Es difícil pensar una forma más estúpida de hacerse matar, una forma más imbécil –literalmente imbécil– de la violencia. Es difícil pensar que un señor que se tomó varias cervezas va a desaparecer porque quiere mostrarle a otro que es más macho. Es difícil pensar que la violencia pueda ser tan fácil, tan barata. Pero lo es, cuando la gente tiene armas.

Durante milenios la mayoría de los hombres portó armas: filos y puntas, más que nada. Era, entre otras cosas, una parte penosa del negocio de ser hombre. Y era la forma en que esa gente se relacionaba: precisabas tener un arma encima porque casi todos los demás tenían y nadie te respetaba si tú no. Alguien desarmado era un pelele muy barato. Los conflictos se arreglaban con armas: en la Edad Media europea las muertes en homicidios simples –reyertas y querellas– eran entre 50 y 100 veces más que ahora.

Siempre hubo, sin embargo, grupos sociales que quisieron limitar el porte. No lo hacían por piedad ni pacifismos violeteros sino para guardar el monopolio: los senadores romanos o los señores feudales intentaron prohibirlo a los demás. En general no lo conseguían; tuvo que venir un grupo con mucho más poder llamado Estado para arrogarse con relativo éxito el famoso “monopolio de la violencia”.

Y así fue como poco a poco, sobre todo en Europa, empezamos a vivir sin armas. La enorme mayoría de mis vecinos y paisanos no ha disparado nunca una pistola. España, ahora, por ejemplo, es uno de los países menos violentos del mundo: 0,6 homicidios cada 100.000 personas cada año, cuando la media mundial está entre cinco y seis. En Ñamérica la situación es más compleja: en los años 80, grupos empresariales que pretendían hacer lo que hicieron siempre los ricos ñamericanos –extraer y exportar materia prima– decidieron asegurarse el monopolio de su comercio de coca armando grupos armados, muy armados: fue, en tiempos de privatizaciones, la privatización de la violencia, su uso mercantil.

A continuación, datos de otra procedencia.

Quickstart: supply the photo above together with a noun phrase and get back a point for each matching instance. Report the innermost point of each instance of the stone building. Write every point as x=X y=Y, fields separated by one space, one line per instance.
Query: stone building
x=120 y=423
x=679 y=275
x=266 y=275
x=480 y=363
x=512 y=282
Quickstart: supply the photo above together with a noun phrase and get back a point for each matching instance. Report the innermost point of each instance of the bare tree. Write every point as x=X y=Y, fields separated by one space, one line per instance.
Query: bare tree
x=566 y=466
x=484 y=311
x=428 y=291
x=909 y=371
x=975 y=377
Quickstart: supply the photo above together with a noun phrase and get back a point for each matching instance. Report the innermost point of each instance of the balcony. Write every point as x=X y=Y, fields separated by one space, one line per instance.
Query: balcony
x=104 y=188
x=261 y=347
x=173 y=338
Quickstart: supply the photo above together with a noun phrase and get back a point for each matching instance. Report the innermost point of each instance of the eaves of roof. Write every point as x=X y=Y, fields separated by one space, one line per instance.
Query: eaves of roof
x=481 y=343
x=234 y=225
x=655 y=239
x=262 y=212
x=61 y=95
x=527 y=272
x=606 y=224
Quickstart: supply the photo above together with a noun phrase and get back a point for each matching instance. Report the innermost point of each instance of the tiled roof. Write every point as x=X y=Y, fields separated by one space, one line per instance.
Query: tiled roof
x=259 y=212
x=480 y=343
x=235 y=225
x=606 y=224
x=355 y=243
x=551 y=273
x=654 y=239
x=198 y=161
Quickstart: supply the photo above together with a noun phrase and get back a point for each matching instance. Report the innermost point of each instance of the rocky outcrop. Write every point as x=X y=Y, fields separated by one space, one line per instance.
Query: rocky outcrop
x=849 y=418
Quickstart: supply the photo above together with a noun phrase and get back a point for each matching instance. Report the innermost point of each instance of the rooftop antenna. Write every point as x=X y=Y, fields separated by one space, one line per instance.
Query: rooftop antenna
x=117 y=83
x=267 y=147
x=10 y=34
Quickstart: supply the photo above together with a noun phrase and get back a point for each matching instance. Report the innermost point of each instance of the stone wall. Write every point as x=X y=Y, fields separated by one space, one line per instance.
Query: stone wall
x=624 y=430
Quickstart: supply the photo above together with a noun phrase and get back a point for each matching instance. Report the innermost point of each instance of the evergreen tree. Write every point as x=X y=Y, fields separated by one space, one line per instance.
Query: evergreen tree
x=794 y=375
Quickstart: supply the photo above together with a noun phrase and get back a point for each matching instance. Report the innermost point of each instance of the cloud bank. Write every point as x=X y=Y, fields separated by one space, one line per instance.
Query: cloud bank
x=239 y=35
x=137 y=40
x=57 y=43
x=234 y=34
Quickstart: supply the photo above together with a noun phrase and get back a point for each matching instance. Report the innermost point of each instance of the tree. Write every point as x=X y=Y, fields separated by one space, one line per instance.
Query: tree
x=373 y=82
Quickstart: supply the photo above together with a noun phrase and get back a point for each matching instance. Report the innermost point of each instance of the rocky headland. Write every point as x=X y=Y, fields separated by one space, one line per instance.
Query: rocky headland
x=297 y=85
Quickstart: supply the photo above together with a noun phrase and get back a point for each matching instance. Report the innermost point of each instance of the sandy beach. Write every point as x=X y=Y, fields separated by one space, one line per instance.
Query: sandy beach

Pero en el resto de los países de la región la violencia, pese a las apariencias, no excede las medias mundiales. Sí lo hace en ciertos bolsones especiales: los suburbios de Buenos Aires, por ejemplo. Allí muchos se matan por minucias: una moto, una rabieta de Navidad, un ataque de celos, mostrar que soy muy macho. Pueden hacerlo porque tienen pistolas y revólveres, la mayoría ilegales, alegales. Ahora el Gobierno del señor Milei, tan dedicado como siempre, acaba de dar un primer paso para cumplir una de sus promesas: la liberación del mercado de armas. Por un decreto –ni siquiera una ley, ni siquiera un debate– su Gobierno acaba de bajar de 21 a 18 años la edad mínima para poseer y portar armas legales; también –en medio de la austeridad más bruta– redujo los impuestos a la importación de armas de fuego y municiones. Así, dicen, “los argentinos de bien” podrán defenderse y defender sus bienes. Quizá, con un poco de suerte, en breve podamos ser como Estados Unidos de su papi Trump, donde los chicos aburridos le sacan la M-15 al suyo para ir a matar compañeritos a la escuela. O, al menos, seremos un país donde cada vez más personas intenten llevar a la práctica los insultos y amenazas que lanza sin parar su presidente.

Cuantas más armas hay, más muertes hay: es ley de Perogrullo. Pero lo más notable puede ser la ideología: la noción de que no sea el Estado el que se haga cargo de defender a las personas sino que cada una de ellas se defienda sola, como pueda. Es, en última instancia, una exacerbación de esa proclama liberal que opone a la regulación del Estado la libertad del Mercado: que se maten entre ellos, que cada cual te venda lo que pueda al precio que consiga, que te haga trabajar todo lo que te dejes, que los más grandes –que los más armados– aprovechen su tamaño para lograr ventajas. Total, lo que importa es la famosa libertad –de joder a todos los demás para sacarles lo que tienen. Es lo que hacen, parece, las personas de bien.